An interesting observation:
When I commented out deviceGetComputeRunningProcesses_v3
symbol lookup ( https://github.com/NVIDIA/go-nvml/blob/v0.12.0-1/pkg/nvml/init.go#L190 ) so that the application uses deviceGetComputeRunningProcesses_v2
, the result is correct:
### Start: deviceGetComputeRunningProcesses_v2: Start length 2
Info[0], ptr c0000f0a80, bytes_ptr 281d2a00000000000000608b00000000ffffffffffffffff, bytes_len 24
Info[0]: [40 29 42 0 0 0 0 0 0 0 96 139 0 0 0 0 255 255 255 255 255 255 255 255]
Info[1], ptr c0000f0a98, bytes_ptr f8262a00000000000000604b00000000ffffffffffffffff, bytes_len 24
Info[1]: [248 38 42 0 0 0 0 0 0 0 96 75 0 0 0 0 255 255 255 255 255 255 255 255]
All bytes, as is:0x28, 0x1d, 0x2a, 0x0, 0x0, 0x0, 0x0, 0x0, 0x0, 0x0, 0x60, 0x8b, 0x0, 0x0, 0x0, 0x0, 0xff, 0xff, 0xff, 0xff, 0xff, 0xff, 0xff, 0xff, 0xf8, 0x26, 0x2a, 0x0, 0x0, 0x0, 0x0, 0x0, 0x0, 0x0, 0x60, 0x4b, 0x0, 0x0, 0x0, 0x0, 0xff, 0xff, 0xff, 0xff, 0xff, 0xff, 0xff, 0xff, 0x0, 0x0, 0x0, 0x0, 0x0, 0x0, 0x0, 0x0, 0x0, 0x0, 0x0, 0x0, 0x0, 0x0, 0x0, 0x0, (ignore the last 16 zeroed bytes)

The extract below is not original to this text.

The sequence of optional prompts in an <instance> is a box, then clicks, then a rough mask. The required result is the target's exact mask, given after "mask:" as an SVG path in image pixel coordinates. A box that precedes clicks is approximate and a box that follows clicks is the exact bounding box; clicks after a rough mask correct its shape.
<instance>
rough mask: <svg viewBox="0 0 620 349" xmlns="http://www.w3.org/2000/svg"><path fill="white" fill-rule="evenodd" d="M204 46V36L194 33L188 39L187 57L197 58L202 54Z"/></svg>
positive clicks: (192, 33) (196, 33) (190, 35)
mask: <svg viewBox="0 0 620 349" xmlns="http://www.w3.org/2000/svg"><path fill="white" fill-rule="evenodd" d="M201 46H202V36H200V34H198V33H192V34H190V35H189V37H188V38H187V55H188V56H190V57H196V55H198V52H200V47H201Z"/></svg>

### End: deviceGetComputeRunningProcesses_v2
and the processes are detected as expected:
|=======================================================================================|
| 0 N/A N/A 2759976 C .../hdf5-kernel-environment/bin/python 2.2GiB |
| 0 N/A N/A 2762488 C .../hdf5-kernel-environment/bin/python 1.2GiB |
+---------------------------------------------------------------------------------------+
So it looks like there is an issue with deviceGetComputeRunningProcesses_v3
on V100 + Cuda 12.2.
It might be that the issue is caused by the Cuda version or by the combination of it with the GPU model. I don't know, I don't have an opportunity to test different Cuda versions on the same host as well as different NVIDIA driver versions.
We upgraded NVIDIA drivers on our servers with V100 and it seems that it fixed the issue. The upgrade was between versions: 535.54.03 -> 535.154.05, CUDA 12.2.
Hey NVIDIA team,
When multiple processes are on one GPU, the output of
device.GetComputeRunningProcesses()
is wrong. This is on CUDA 12.2, and this bug seems very similar to the closed bug here which occurred on an earlier CUDA version.The PID of the process [1] is shown to be 0, and the actual PID is available under the gpu memory usage.
I managed to also test this on an A100, and the bug does not happen on that card on CUDA 12.2.